The reaction taking place would be as follows:
​Zn2+ + 2e- $\to$Zn
So, 2 moles of electrons are used to reduce 1 mole of Zn2+. Or 2 x 96500 = 193000 C is used to reduce 1 mole of Zn2+
By given data we will calculate the amount of charge used.
Q = I x t
​   = 0.965 A x 10 min.
= 0.965 A x 10 x 60 sec.
= 579 C
Since 193000 C is used to reduce 1 mole of Zn2+
Therefore 579 C will reduce = 579/193000 = 0.003 mol.
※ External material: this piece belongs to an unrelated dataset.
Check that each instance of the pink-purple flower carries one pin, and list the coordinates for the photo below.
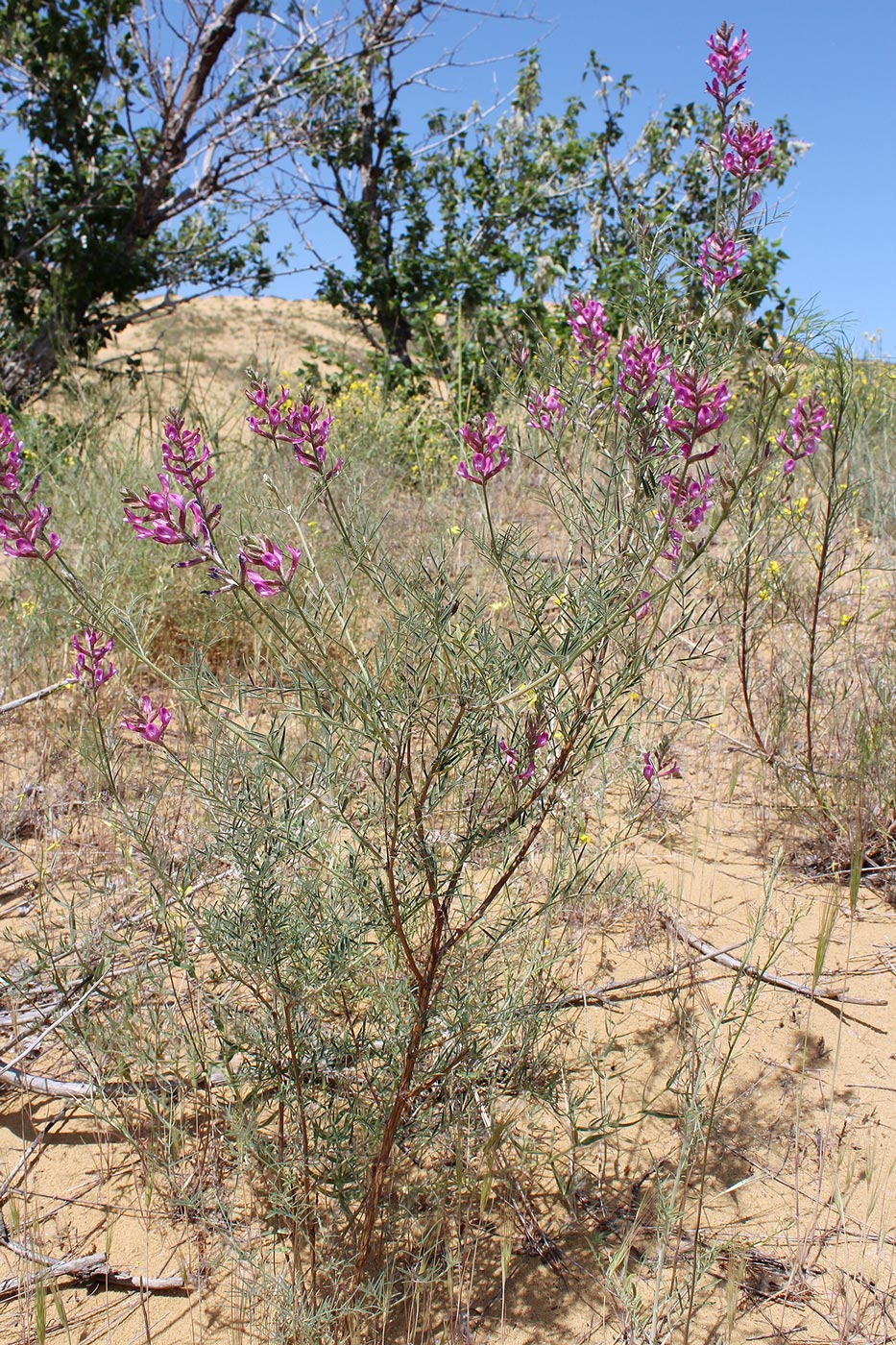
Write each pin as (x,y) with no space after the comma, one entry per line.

Number of moles of Zn2+ in initial solution = C x V
= 0.2 M x 500ml/1000 ml L-1
= 0.1 mol
​Number of moles of Zn2+ left after the electrolysis = 0.1-0.003 = 0.097
Molarity of ​Zn2+ after deposition = moles of ​Zn2+ left/volume of solution per litre
= 0.097 $÷$ 500ml/1000 ml L-1
= 0.194 M

So, the correct option is 3.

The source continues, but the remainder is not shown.